By last night, the water level in the Huayuan mine, where four pumps were operating to extract 660 cubic meters of water per hour, had fallen by 21.5 meters in 26 hours.

However, the Huayuan mine is estimated to be filled with 12 million cubic meters of water. The depth of water in the shaft is 71.1 meters.

All the water pumped from the shaft will be treated to prevent pollution in rivers and lakes around the mine, according to rescuers.

Two pumps each drawing 1,000 cubic meters per hour will soon be operational at the Huayuan mine, said Bu Changsen, a flood-prevention expert with the rescue headquarters.

More pumps are being transported to the Huayuan mine, which will bring the total number to 10.

Four well drills called in from the Shengli oil field in the east of the province are in place at the mine and one has started drilling.

The drilling of wells from the ground to the flooded shaft will help speed up the pumping progress, said Bu.

The flooding happened last Friday, first at the Huayuan Mining Co Ltd in Xintai City, and later at the Minggong mine.

When the flooding struck about 2:30pm, 756 miners were working underground at the Huayuan mine and 584 managed to escape.

Ninety-five miners were working inside Minggong facility when the flooding occurred about 8:45pm on Friday. Eighty-six escaped.

One pump is operational at the Minggong mine filled with an estimated 145,000 cubic meters of water, drawing out about 140 cubic meters per hour.

Human error looms large for relatives

Human error played a bigger role than chance in the levee breach that left 172 miners trapped underground, relatives of the men said.

A retired worker in his 60s told China Daily yesterday that the levee had been a problem for several years. He said it first flooded in 1989. Other people said the mine had flooded every year since 2002.

"Water was at calf level the first time the mine flooded. The managers must have thought it would be the same this time around," said Chen, 33, whose elder brother is among the trapped.

A miner who works for Huayuan Mining Co, but who declined to be identified, said the mine had experienced a similar accident last year, but on a smaller scale.

"Only a few died," he added.

Huayuan also reportedly received six phone calls from the Xintai administration of work safety on Friday, before the accident, but took no action.

The administration is said to have issued a notice to all local coalmines, urging them to stop production and evacuate miners during torrential rainstorms.

Huayuan's vice-general manager Zhang Canjun rejected the allegation, saying it was "absolutely impossible", without further elaboration.

But Chang Luo (not his real name), a worker at a nearby mine, said he was evacuated at around noon on Friday, while his brother, Huayuan miner Chang Chenqi (not real name), continued working and is still stuck somewhere underground.

In addition to refusing to take the work safety agency's orders, Huayuan is also being criticized for sending workers underground knowing that the mine could flood.

"The workers from the day shift, most of whom managed to escape later, reported the rising water levels and submerged work areas to the management, but the company did nothing," said a man surnamed Cao.

His brother-in-law is trapped in the mine.

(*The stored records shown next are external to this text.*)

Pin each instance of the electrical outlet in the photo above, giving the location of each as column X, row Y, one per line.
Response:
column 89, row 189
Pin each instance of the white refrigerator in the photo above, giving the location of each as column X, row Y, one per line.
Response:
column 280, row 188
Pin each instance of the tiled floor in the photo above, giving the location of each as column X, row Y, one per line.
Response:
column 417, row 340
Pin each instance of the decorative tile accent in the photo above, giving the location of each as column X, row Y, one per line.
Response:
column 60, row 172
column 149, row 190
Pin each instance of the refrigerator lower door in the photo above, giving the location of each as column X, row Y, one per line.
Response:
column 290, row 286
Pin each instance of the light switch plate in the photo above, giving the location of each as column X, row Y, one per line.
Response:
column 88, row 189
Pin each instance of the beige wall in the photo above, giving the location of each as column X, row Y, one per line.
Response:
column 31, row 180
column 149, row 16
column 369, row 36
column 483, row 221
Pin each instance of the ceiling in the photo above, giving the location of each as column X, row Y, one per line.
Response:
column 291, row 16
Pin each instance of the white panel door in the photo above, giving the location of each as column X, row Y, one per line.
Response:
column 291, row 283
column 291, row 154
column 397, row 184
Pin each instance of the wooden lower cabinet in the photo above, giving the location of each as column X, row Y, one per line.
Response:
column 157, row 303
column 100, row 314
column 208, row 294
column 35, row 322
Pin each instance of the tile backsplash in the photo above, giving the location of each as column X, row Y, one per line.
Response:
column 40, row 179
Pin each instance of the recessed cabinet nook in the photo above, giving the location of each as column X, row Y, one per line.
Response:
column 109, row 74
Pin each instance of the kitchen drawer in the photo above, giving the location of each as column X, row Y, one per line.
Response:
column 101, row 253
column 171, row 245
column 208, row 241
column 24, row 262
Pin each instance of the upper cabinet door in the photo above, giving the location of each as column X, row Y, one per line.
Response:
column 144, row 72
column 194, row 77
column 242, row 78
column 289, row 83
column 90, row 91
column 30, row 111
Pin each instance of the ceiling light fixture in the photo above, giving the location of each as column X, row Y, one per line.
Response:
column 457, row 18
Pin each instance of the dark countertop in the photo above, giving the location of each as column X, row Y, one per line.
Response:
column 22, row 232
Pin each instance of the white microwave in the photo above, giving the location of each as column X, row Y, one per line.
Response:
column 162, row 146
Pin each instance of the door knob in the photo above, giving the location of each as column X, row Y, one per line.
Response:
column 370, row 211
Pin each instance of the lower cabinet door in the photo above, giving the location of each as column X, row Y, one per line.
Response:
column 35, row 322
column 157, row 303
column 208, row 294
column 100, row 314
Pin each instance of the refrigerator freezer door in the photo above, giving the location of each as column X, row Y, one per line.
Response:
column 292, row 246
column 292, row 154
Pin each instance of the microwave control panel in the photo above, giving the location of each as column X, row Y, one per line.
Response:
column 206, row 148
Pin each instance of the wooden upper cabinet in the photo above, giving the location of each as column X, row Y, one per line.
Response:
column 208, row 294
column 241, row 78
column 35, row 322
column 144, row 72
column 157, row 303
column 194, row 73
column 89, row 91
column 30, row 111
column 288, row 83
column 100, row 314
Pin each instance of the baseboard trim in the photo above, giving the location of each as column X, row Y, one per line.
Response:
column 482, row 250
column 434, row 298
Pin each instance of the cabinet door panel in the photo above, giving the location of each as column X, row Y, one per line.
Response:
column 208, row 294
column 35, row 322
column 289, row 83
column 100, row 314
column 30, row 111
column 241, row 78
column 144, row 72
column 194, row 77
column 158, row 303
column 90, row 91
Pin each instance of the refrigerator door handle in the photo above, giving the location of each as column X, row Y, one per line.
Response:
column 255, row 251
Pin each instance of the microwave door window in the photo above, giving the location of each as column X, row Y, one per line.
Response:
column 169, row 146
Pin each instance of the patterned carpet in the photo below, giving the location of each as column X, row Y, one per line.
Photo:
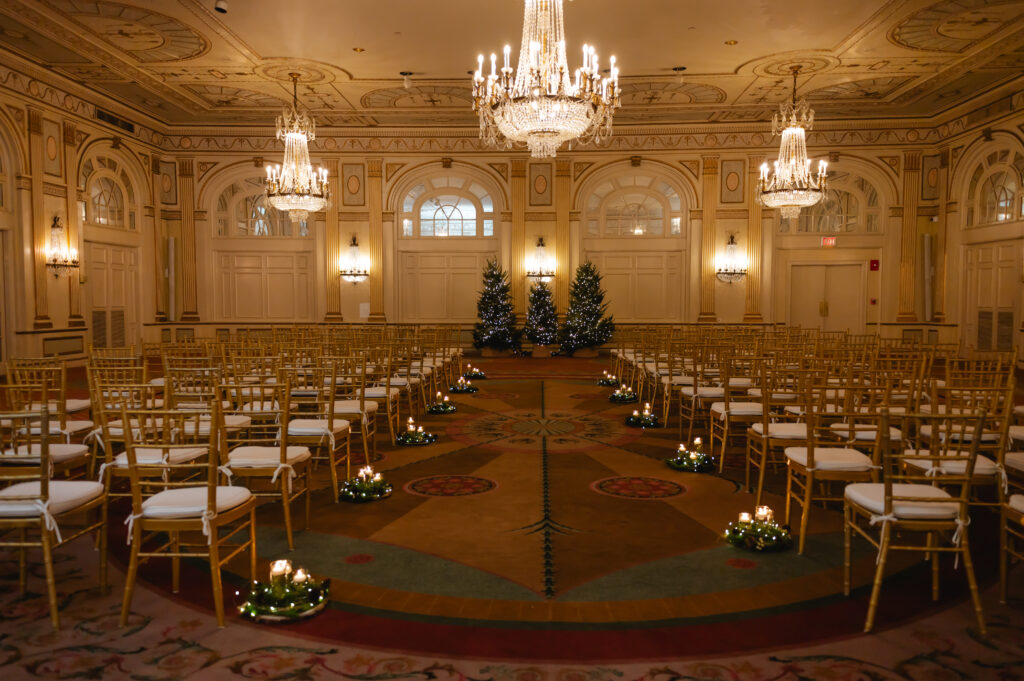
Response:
column 548, row 540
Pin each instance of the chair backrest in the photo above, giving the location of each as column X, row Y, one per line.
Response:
column 166, row 431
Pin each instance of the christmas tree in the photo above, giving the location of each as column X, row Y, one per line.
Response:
column 497, row 328
column 542, row 322
column 586, row 324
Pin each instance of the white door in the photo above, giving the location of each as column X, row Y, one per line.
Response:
column 112, row 294
column 828, row 297
column 991, row 296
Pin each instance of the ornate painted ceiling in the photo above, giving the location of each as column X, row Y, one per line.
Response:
column 181, row 64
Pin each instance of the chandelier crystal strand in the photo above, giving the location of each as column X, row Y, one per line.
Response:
column 792, row 185
column 541, row 104
column 294, row 186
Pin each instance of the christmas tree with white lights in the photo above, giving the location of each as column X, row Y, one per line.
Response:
column 542, row 321
column 497, row 328
column 586, row 323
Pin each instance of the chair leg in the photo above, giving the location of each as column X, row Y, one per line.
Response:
column 880, row 573
column 51, row 583
column 1004, row 557
column 218, row 594
column 847, row 546
column 973, row 584
column 287, row 504
column 805, row 511
column 175, row 562
column 130, row 576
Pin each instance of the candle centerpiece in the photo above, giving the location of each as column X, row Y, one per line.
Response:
column 463, row 386
column 759, row 533
column 366, row 486
column 623, row 395
column 414, row 435
column 442, row 406
column 289, row 595
column 691, row 460
column 643, row 420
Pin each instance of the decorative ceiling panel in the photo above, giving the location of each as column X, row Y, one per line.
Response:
column 181, row 64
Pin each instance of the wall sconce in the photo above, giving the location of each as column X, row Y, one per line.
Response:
column 354, row 268
column 61, row 258
column 542, row 268
column 731, row 266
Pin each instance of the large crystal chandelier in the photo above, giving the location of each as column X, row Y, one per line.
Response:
column 792, row 185
column 295, row 186
column 541, row 104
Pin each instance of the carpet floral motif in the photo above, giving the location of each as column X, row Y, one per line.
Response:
column 633, row 486
column 451, row 485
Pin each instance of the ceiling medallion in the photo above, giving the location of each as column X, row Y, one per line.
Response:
column 294, row 186
column 541, row 104
column 792, row 185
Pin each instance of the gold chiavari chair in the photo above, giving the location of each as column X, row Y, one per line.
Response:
column 37, row 512
column 315, row 425
column 261, row 454
column 909, row 503
column 183, row 519
column 827, row 461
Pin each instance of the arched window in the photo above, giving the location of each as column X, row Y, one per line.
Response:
column 243, row 211
column 110, row 199
column 634, row 205
column 850, row 206
column 448, row 206
column 993, row 194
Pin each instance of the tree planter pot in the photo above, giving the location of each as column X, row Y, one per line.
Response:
column 545, row 350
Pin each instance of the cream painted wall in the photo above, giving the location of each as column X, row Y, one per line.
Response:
column 289, row 280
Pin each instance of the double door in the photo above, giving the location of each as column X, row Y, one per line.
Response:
column 829, row 297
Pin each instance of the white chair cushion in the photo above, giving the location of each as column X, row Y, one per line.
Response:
column 65, row 496
column 832, row 458
column 352, row 407
column 983, row 466
column 738, row 409
column 71, row 427
column 190, row 502
column 379, row 392
column 862, row 432
column 702, row 391
column 59, row 453
column 782, row 430
column 1015, row 460
column 147, row 456
column 776, row 396
column 960, row 433
column 315, row 426
column 870, row 496
column 251, row 456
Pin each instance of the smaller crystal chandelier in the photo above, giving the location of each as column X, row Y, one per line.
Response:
column 542, row 104
column 792, row 185
column 731, row 266
column 295, row 187
column 354, row 268
column 542, row 268
column 61, row 258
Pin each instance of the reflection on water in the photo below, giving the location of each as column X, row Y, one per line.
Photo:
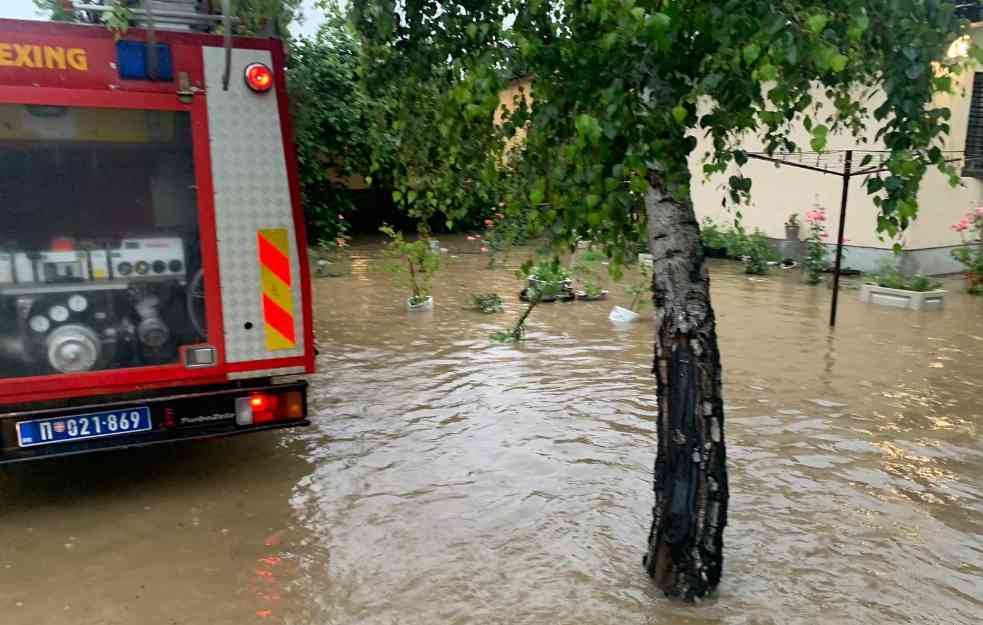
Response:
column 449, row 479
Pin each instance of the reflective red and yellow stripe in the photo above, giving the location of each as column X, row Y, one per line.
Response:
column 277, row 281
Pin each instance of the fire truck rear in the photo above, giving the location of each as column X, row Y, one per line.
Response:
column 154, row 282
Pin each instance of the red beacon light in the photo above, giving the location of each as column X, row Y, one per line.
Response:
column 259, row 77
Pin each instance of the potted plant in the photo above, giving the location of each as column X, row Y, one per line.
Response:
column 892, row 287
column 817, row 254
column 498, row 239
column 413, row 263
column 635, row 290
column 792, row 227
column 550, row 281
column 545, row 279
column 970, row 254
column 487, row 303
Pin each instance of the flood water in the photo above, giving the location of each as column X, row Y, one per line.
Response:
column 448, row 479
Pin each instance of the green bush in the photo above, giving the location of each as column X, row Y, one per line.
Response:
column 753, row 249
column 890, row 277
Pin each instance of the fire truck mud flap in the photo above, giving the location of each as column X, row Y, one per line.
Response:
column 142, row 421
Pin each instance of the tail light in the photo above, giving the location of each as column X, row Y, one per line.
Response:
column 259, row 77
column 261, row 408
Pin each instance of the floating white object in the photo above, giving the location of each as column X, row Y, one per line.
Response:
column 623, row 315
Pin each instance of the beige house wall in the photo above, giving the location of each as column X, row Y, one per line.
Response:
column 778, row 192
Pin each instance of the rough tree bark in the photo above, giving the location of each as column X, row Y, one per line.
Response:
column 685, row 547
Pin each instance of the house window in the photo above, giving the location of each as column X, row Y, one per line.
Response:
column 974, row 131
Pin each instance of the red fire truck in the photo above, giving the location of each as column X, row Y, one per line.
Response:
column 154, row 283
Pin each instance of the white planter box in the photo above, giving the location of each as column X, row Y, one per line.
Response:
column 899, row 298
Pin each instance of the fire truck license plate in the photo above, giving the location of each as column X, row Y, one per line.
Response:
column 79, row 427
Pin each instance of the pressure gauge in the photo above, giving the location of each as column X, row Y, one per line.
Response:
column 58, row 314
column 39, row 323
column 78, row 303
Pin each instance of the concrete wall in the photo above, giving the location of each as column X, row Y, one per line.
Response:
column 780, row 191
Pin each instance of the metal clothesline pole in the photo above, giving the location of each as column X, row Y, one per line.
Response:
column 845, row 175
column 847, row 162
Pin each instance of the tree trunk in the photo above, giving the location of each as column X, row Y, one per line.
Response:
column 685, row 547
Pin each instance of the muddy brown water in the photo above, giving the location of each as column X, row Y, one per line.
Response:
column 448, row 479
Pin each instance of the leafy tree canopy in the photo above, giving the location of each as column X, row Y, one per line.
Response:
column 341, row 130
column 623, row 87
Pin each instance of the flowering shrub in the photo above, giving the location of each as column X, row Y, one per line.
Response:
column 413, row 264
column 499, row 237
column 817, row 255
column 970, row 228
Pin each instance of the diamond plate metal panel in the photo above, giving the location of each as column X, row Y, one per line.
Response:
column 249, row 173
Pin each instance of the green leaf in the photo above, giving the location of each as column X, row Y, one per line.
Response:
column 817, row 23
column 751, row 52
column 819, row 136
column 766, row 73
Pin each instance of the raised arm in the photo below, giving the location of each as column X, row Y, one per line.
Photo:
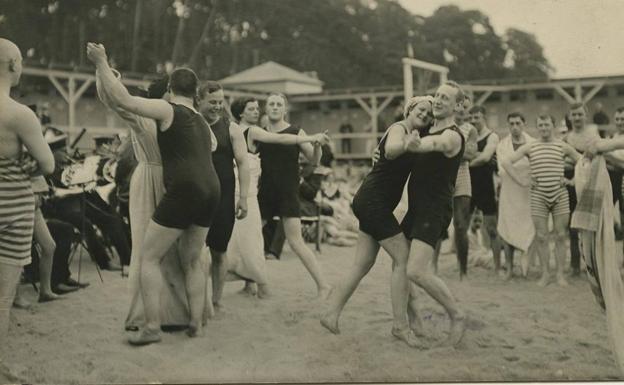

Liu, a resident of Xidu village, which is near the site of the accident, said that miners were not the only people hurt by the levee break.

"An old guard from a brick factory at our village was the first to arrive at the scene. He fell and was immediately submerged," he said.

The relatives of the miners said that what angered them most was that Huayuan's management apparently did not try hard enough to rescue their loved ones.

"We saw with our own eyes that at around 3 pm on Friday, a group of Huayuan managers, including deputy mine operator Huangfu Tingping, were on site directing rescuers to close the breach with small agricultural vehicles," Chen said.

They said the miners all had cell phones with them, and the managers could have tried to warn them about the flood, as rescuers in Henan Province did earlier this month.

"This wasted the best chance to save our brothers," said 37-year-old Zhao, whose younger brother is trapped inside the mine.

"If the PLA and the armed police were there at that time, (the miners) would definitely be out by now."